# Hay - Costs, How Long it Lasts



## WesternJake (Jan 29, 2011)

I've been wondering this for a while, trying to figure it out in my head, but since I don't actually BUY hay for horses, I just can't come up with the answer. 

For those of you who buy (square baled) hay-
How much do you buy?
How often do you have to buy it? 
How long does it last? 
How many flakes do you feed per feeding?
Do you buy enough to last a certain amount of time - if so, how many months - and how many bales do you have to buy to last those months? 

Jake eats 2 flakes per feeding, so one regular sized bale (think 60 to 75 lbs) lasts about 3 feedings, maybe 4. (This is grass hay - he also gets a flake of alfalfa in the evenings). How many months of hay do I want to buy when I buy it? 

How many bales last 2 to 3 months on this feeding schedule (about 2 flakes per feeding. 1 flake of alfalfa, and I will be graining him at least 1x a day)

I'm curious because I might be free-leasing-to-buy, and am trying to configure all the costs. Hay in my area goes for $4 to $6. Round bales (of cattle quality) are $25, and horse quality is about $35 to $45. I'd buy a round bale every now and then, but Jake is pastured with his buddies, so he wouldn't be the only one eating it; and not to mention that the only place to put it would be the shelter. 

ETA: Figured I would mention that Jake is a bit underweight right now...In the summer depending on weight, he'll probably be back down to just 2 flakes of hay AM & PM. Also, if my BO & trainer were willing to split cost of a round bale (they each have a horse pastured with Jake) then I would consider buying one.

Thanks in advance!








Emily


----------



## Rachel1786 (Nov 14, 2010)

WesternJake said:


> For those of you who buy (square baled) hay-
> How much do you buy?
> How often do you have to buy it?
> How long does it last?
> ...


I usually just buy as much as we can fit in the pick up, the hay guy is literally 1/4 mile down the street so we can pretty much get it anytime, but we normally get about 20-30 bales at a time

How often we buy depends on how cold it is out, usually every 3 weeks to a month.

I have 3 horses and a donkey all out 24/7 we usually throw out a bale in the AM and if they need more another bale in the PM, if it's nice out they usually have only eaten 1/2 the bale so they don't need anymore, in the spring/summer when the grass is fully grown they hardly eat any hay and we only go through 1/2 a bale a day


----------



## deineria (Mar 22, 2009)

You can figure on buying based on 2% of your horses ideal body weight a day - you can figure from there. 
1000 lb horse would need 9-10 bales a month if they weigh 65 lbs each
and he gets no grass.

I go through 2400 lbs every 6th day, typically. I have a lot of animals here though, and I feed round bales at $25 ea.


----------



## WesternJake (Jan 29, 2011)

deineria said:


> You can figure on buying based on 2% of your horses ideal body weight a day - you can figure from there.
> 1000 lb horse would need 9-10 bales a month if they weigh 65 lbs each
> and he gets no grass.
> 
> I go through 2400 lbs every 6th day, typically. I have a lot of animals here though, and I feed round bales at $25 ea.

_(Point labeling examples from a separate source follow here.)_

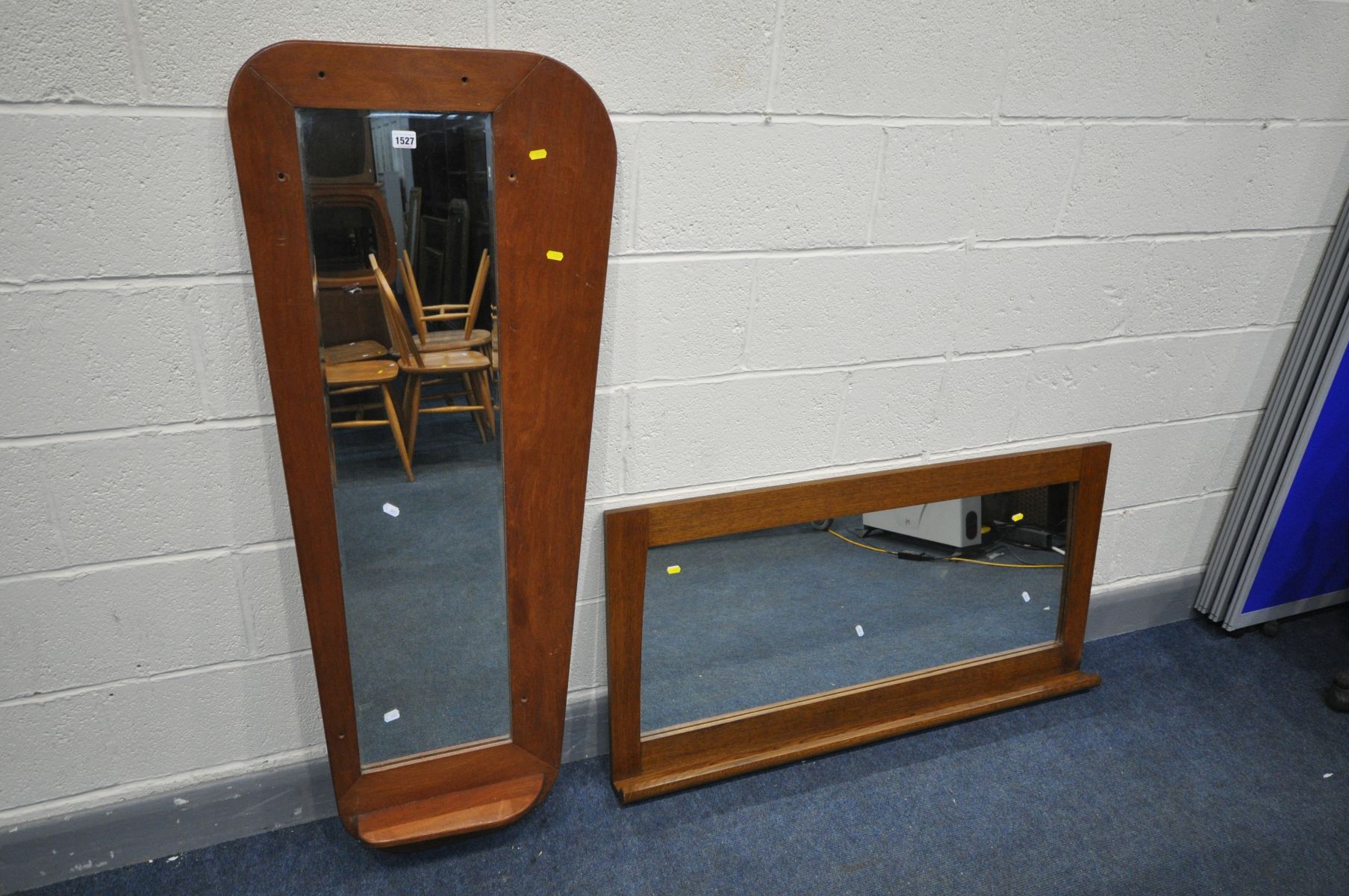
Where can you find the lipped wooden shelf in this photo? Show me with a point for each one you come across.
(663, 775)
(463, 812)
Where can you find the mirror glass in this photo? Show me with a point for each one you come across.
(753, 618)
(401, 237)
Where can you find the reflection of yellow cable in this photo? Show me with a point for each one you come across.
(982, 563)
(857, 543)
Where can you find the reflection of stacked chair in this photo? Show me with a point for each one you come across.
(354, 377)
(437, 367)
(455, 337)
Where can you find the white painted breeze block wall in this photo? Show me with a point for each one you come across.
(847, 237)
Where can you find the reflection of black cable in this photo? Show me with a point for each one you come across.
(915, 555)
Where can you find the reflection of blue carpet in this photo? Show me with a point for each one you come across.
(1195, 768)
(770, 616)
(426, 591)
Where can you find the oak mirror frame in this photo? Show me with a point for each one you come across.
(552, 228)
(647, 764)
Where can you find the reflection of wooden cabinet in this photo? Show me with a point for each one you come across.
(349, 222)
(336, 146)
(351, 316)
(443, 254)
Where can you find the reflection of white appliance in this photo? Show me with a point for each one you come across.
(954, 523)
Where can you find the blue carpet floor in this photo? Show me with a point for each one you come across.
(1198, 767)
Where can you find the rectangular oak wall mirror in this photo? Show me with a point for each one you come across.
(761, 626)
(429, 237)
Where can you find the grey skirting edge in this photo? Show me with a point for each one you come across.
(155, 827)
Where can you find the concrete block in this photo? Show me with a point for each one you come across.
(740, 187)
(927, 58)
(1151, 381)
(944, 182)
(625, 189)
(90, 359)
(1166, 178)
(1224, 282)
(66, 53)
(1031, 296)
(30, 529)
(591, 575)
(269, 586)
(163, 493)
(605, 476)
(715, 53)
(234, 364)
(1158, 538)
(850, 309)
(981, 399)
(1028, 296)
(1177, 461)
(590, 658)
(673, 320)
(730, 429)
(195, 48)
(888, 412)
(1106, 60)
(108, 196)
(1275, 60)
(118, 623)
(96, 738)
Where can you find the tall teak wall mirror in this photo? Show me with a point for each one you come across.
(429, 237)
(761, 626)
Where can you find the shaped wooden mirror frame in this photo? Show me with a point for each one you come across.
(710, 749)
(549, 322)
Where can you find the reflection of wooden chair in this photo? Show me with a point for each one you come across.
(447, 339)
(366, 376)
(347, 352)
(436, 367)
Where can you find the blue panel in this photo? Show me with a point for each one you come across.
(1309, 551)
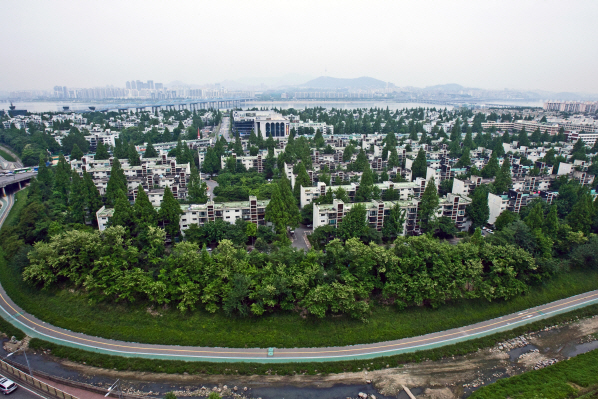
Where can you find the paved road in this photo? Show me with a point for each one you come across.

Mkay...so 2% for a horse that weighs I think 875 (? can't remember exactly, it's in the 800's though, and he could use about 50 to 75 more lbs.) how many would that be? 

He's getting worked about 1 to 3 times a week for a good 1 1/2 hours on avg.- though right now he hasn't been worked in 2 weeks.


----------



## deineria (Mar 22, 2009)

If he is underweight, I'd feed 2% of what he should weigh - 
if he is being worked, are you feeding a concentrate, too?

A horse that should weigh 950 - I'm guess he maybe should if he is 
875 and needs 50-75 more - needs at least 8 bales a month
if they weigh 65 lbs each


----------



## WesternJake (Jan 29, 2011)

deineria said:


> If he is underweight, I'd feed 2% of what he should weigh -
> if he is being worked, are you feeding a concentrate, too?
> 
> A horse that should weigh 950 - I'm guess he maybe should if he is
> ...


He is getting beet pulp when the BO buys it...*rolls eyes*, so no, not every night. When he does, he also gets 2 small scoops (like...less than 1/2 a cup) of Cool Calories 100. (This is going to change as soon as I'm buying feed! - As in, he well be getting grain every day.) 

I would like him to be about 950 - he's a narrow built horse, but 15.2. You can't see his ribs, but I can slightly feel them. 

And thank you!  This will definitely help me to figure out the costs of hay. 

Emily


----------



## deineria (Mar 22, 2009)

no problem


----------



## Rowzy (Mar 1, 2010)

I have 2 horses, and I go through about 5 tons of hay a year. I buy 4-5 tons at a time because it can be hard to find somebody to deliver less than that sometimes.
I can pay anything from 200 a ton for cheaper (western washington) hay to 300+ a ton for eastern washington hay (expensive, generally considered "higher quality" hay). Keep in mind those prices include what I pay for delivery usually. I try to get my hay delivered in the summer because where I used to board got their hay delivered in the spring, it rained on the delivery and most of it molded. Could just have been a one-time thing but I try to be cautious.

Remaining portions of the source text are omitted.